Na segunda parte da apresentação, o professor da Harvard Business School, Deepak Malhotra, respondeu às perguntas da platéia sobre negociação em empresas familiares. Veja as principais questões e respostas.

Meu pai me prometeu uma vida brilhante, mas deixou claro que é impossível para mim assumir o lugar dele, pelo menos antes de sua morte. O que faço?

Não posso dizer que sei a solução do seu problema. Mas existem caminhos melhores que outros. Para lhe dar essa resposta, teria de fazer muitas perguntas e entender o interesse de todos os envolvidos. Mas posso sugerir que você deveria seguir essa abordagem, a de entender o outro lado. O início da pergunta é interessante. Todos os pais querem um futuro brilhante para seus filhos. O que você faz com isso, cabe a você. Um futuro brilhante nem sempre quer dizer você assumir a posição de seu pai.

Temos uma empresa familiar há 16 anos. É estável e lucrativa. Há um ano, estou administrando sozinha nosso empreendimento. Mas, agora, meu pai e meu irmão querem se desfazer da empresa. No entanto, acredito no negócio e quero mantê-lo conosco. Como negociar essa questão?

A sua função nessa negociação não é conseguir com que eles façam o que você quer que seja feito. A sua função é entender por que eles não estão dando valor a você e ao seu trabalho. E o que você pode dar a eles. Mencionei na palestra que pratiquei artes marciais. Meu instrutor trabalhou em um hospital com doentes mentais, que muitas vezes ficavam agressivos. Um dia, o chefe dele perguntou se ele usava artes marciais quando um paciente ficava violento.
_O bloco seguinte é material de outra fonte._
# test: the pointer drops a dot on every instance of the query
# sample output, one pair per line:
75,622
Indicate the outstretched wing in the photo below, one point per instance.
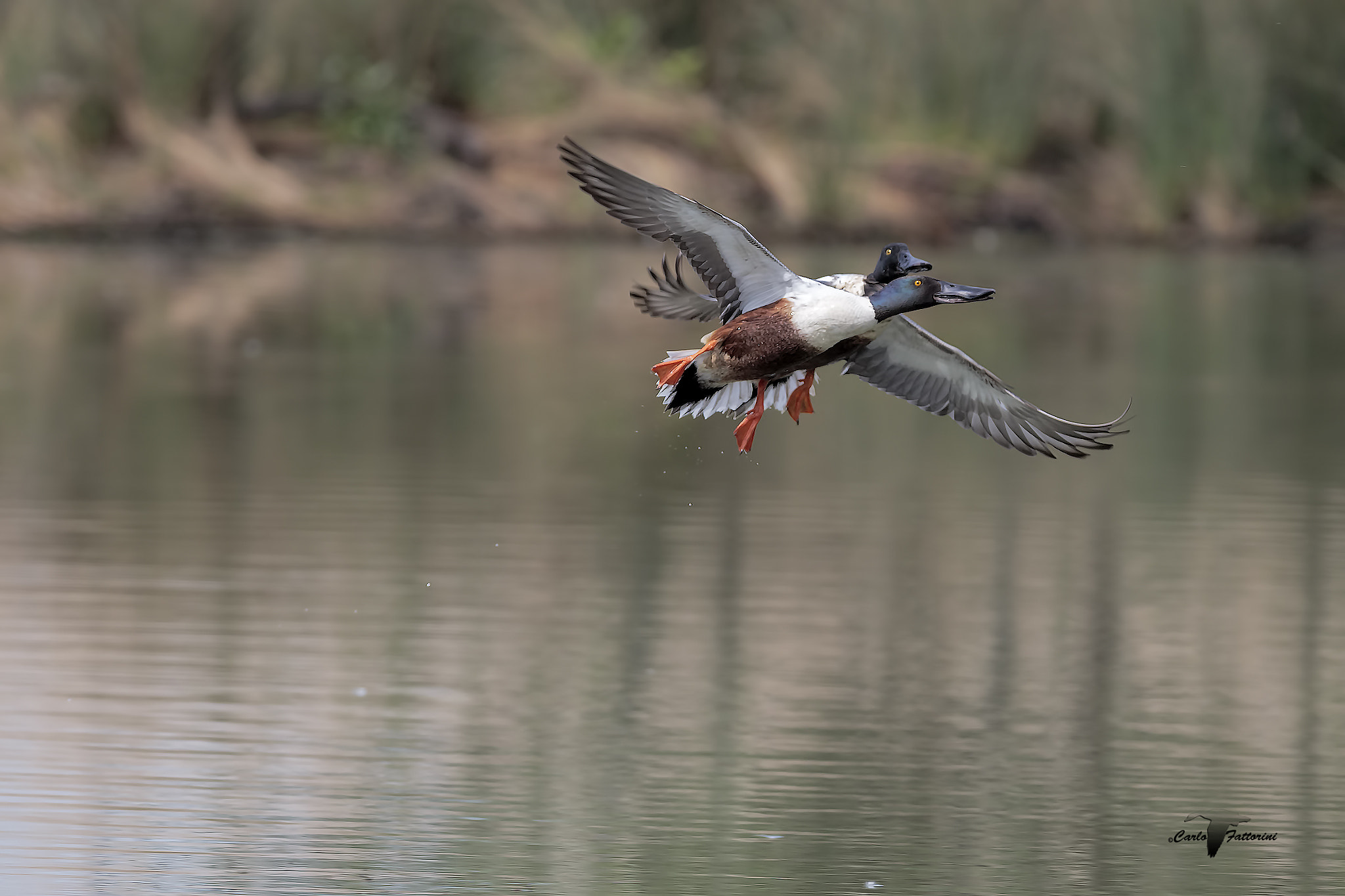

E ele respondeu: sempre. O chefe ficou chocado e argumentou que ele não podia atacar os doentes. Meu instrutor disse: “A minha paciência para me controlar são as artes marciais, o que me ajuda a entender o que os pacientes estão tentando fazer e não, simplesmente, reagir”. É a mesma coisa na negociação: você deve entender a língua que eles falam, ou seja, ver como eles entendem, de verdade, a situação.

Como negociar com pessoas que mudam seus interesses a cada duas semanas?

Essa é uma situação descrita em meu livro, quando a negociação fica feia, ou seja, como lidar com alguém que não sabe o que quer ou não sabe decidir. Mas você tem de tomar muito cuidado em rotular alguém de irracional. Pode parecer que, frequentemente, seus interesses mudem. Mas você tem de entender os interesses subjacentes. Talvez você esteja concebendo coisas demais e muito depressa para que eles possam apreciar. Ou talvez a outra parte não tenha tido tempo de descobrir o que valorizar. Existe um velho ditado, atribuído a Abraham Lincoln, que diz o seguinte: “Se eu tivesse três horas para cortar uma árvore, passaria duas dessas horas preparando meu machado e não começaria o trabalho, se o machado estivesse cego”.

A solução está em algum lugar e é uma questão de se preparar e imaginar todos os cenários que podem ocorrer.